Now that you’re eating for two, healthy eating has never been more important. What you put in your body is feeding both you and your growing baby. However, eating better doesn’t necessarily mean eating more. Although you may be tempted to eat that second serving of chocolate cake, it’s important to remember you are eating for your baby not another full-size adult! Choose quality over quantity!
Dietary Checklist for Mums-to-be
- Folic acid supplement (400 µg/d) — 4 weeks prior to & for the first 12 weeks of pregnancy
- Vitamin D supplement (5 µg/d)
- 6 portions of wholegrain cereals, breads, and potatoes
- 5+ portions of fruit and vegetables per day
- 3 portions of low fat dairy foods per day (e.g. low fat/semi skimmed milk, cheese and yoghurt)
- 2 portions of meat, fish, or meat alternatives (e.g. lentil, beans, eggs) per day
- Limit sweets, salty snacks and sugary drinks to an occasional treat (1-2 times per week)
- Oily fish (salmon, trout, herring, mackerel) 1-2 times per week. They are a great source of omega 3 and vitamin D
- At least 8 glasses (2L) water per day
- Take regular light exercise e.g. walking, swimming, yoga or Pilates. There are lots of pregnancy specific classes available and it can also be a great place to meet others in the same boat as you!
You don’t need any extra calories in the first trimester but you might find that you are a little hungrier than usual so choose healthy snacks like fruit or veg sticks with hummus. In trimester 2 you need 350 extra calories and 500 extra in trimester 3.
Trimester 1 (0-13 weeks)
- In your first trimester you need plenty of folate-rich foods such as broccoli, asparagus, bran flakes, eggs and oranges. However, you should also continue to take your 400 µg/d folic acid supplement for the first 12 weeks of your pregnancy.
- During the first trimester, morning sickness is a common woe for expecting mums. If you’re feeling queasy, eat 5-6 small meals a day rather than 3 large ones. It is also a good idea to avoid very greasy and spicy food. Link into morning sickness article.
Top Tip: Keep dry crackers by your bed to nibble on if you feel queasy when you wake up.
Trimester 2 (14-27 weeks)
- You will require an additional 350 calories a day! This can be achieved by eating 1-2 extra healthy snacks a day. Ideas for snacks around 200 calories each, wholemeal toast with 3 tablespoons of baked beans, 150g pot low fat plain yogurt with a handful of berries, 2 crispbreads with cream cheese and salad.
- Eat plenty of foods that help your growing baby. Foods rich in omega 3 fatty acids will help your baby’s brain development. Foods rich in omega 3 fatty acids include salmon, sardines and walnuts.
- Calcium is essential to support your baby’s growing bones and to keep your own bones healthy and strong. The best source of calcium is from milk and milk based products such as yoghurt and cheese. You need 3 portions of dairy foods per day (choose low fat versions when possible, they contain the same amount of calcium but less of the fat). Other sources of calcium include spinach, tinned fish, beans and seeds.

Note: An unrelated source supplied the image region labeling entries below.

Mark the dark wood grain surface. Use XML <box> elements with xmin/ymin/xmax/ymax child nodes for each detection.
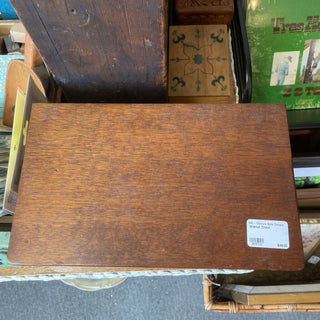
<box><xmin>11</xmin><ymin>0</ymin><xmax>168</xmax><ymax>102</ymax></box>
<box><xmin>8</xmin><ymin>104</ymin><xmax>303</xmax><ymax>270</ymax></box>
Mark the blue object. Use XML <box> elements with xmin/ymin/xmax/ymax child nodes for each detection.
<box><xmin>0</xmin><ymin>0</ymin><xmax>18</xmax><ymax>20</ymax></box>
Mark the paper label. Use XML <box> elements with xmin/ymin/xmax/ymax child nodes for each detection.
<box><xmin>308</xmin><ymin>256</ymin><xmax>320</xmax><ymax>264</ymax></box>
<box><xmin>247</xmin><ymin>219</ymin><xmax>290</xmax><ymax>249</ymax></box>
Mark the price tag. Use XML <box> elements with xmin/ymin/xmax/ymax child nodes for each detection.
<box><xmin>247</xmin><ymin>219</ymin><xmax>290</xmax><ymax>250</ymax></box>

- Vitamin D helps your body to absorb calcium. Sources include oily fish, eggs or milks fortified with vitamin D. To make sure you are getting your daily dose of vitamin D, a 5 µg daily supplement is advised.

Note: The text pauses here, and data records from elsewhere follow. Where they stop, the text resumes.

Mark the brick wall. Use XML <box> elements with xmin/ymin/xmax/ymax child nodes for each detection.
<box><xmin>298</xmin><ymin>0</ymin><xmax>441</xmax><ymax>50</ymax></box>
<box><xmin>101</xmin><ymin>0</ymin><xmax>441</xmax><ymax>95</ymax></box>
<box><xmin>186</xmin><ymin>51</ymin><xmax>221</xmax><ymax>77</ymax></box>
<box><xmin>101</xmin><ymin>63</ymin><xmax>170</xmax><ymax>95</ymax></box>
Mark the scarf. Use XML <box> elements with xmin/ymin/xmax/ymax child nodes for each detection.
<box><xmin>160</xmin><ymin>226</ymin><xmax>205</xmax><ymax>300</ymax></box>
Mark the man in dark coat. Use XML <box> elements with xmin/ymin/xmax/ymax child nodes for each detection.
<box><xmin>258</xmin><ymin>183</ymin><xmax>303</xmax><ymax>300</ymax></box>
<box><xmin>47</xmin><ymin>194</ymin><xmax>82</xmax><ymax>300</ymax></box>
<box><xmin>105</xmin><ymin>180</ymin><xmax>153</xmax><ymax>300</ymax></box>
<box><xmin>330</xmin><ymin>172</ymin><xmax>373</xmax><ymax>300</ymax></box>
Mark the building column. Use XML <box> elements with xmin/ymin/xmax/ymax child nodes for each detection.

- You’ll need to have plenty of iron-rich foods. Iron is a key nutrient for your baby’s brain development and for your increased blood volumes during pregnancy. Foods rich in iron include red meat, sardines, green leafy veg, and baked beans.
Top Tip: Don’t drink tea or coffee with a meal – it makes it harder for your body to absorb iron.
Trimester 3 (28-40 weeks)
- You need plenty of energy in your third trimester. At this stage you will require an additional 500 calories a day! It is important to opt for healthy snacks to give you an energy boost.

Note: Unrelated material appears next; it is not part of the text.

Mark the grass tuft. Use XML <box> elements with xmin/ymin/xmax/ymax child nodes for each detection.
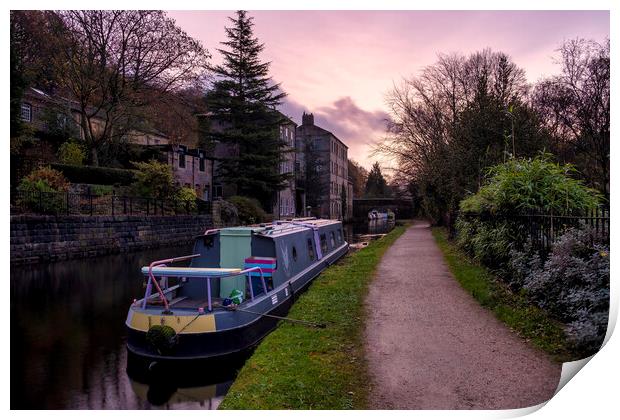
<box><xmin>219</xmin><ymin>226</ymin><xmax>406</xmax><ymax>409</ymax></box>
<box><xmin>433</xmin><ymin>228</ymin><xmax>575</xmax><ymax>362</ymax></box>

- Constipation is a common problem at this stage. So drink lots of water and eat plenty of fibre-rich foods such as fruit, vegetables and wholegrain oats. Take gentle exercise such as walking and swimming, too.
- Vitamin K helps your blood to clot, which is important during childbirth. Foods rich in vitamin K include rocket, green beans, wholegrain bread and pasta.
- In trimester 3, heartburn may become an issue as your baby grows and the space available for your organs is more limited. Avoid ‘trigger’ foods including spicy and fatty foods, caffeine and citrus fruits. Have smaller more frequent meals in place of larger meals.
Top Tip: Drink before and after meals. Try not to drink too much during meals as this can aggravate heartburn.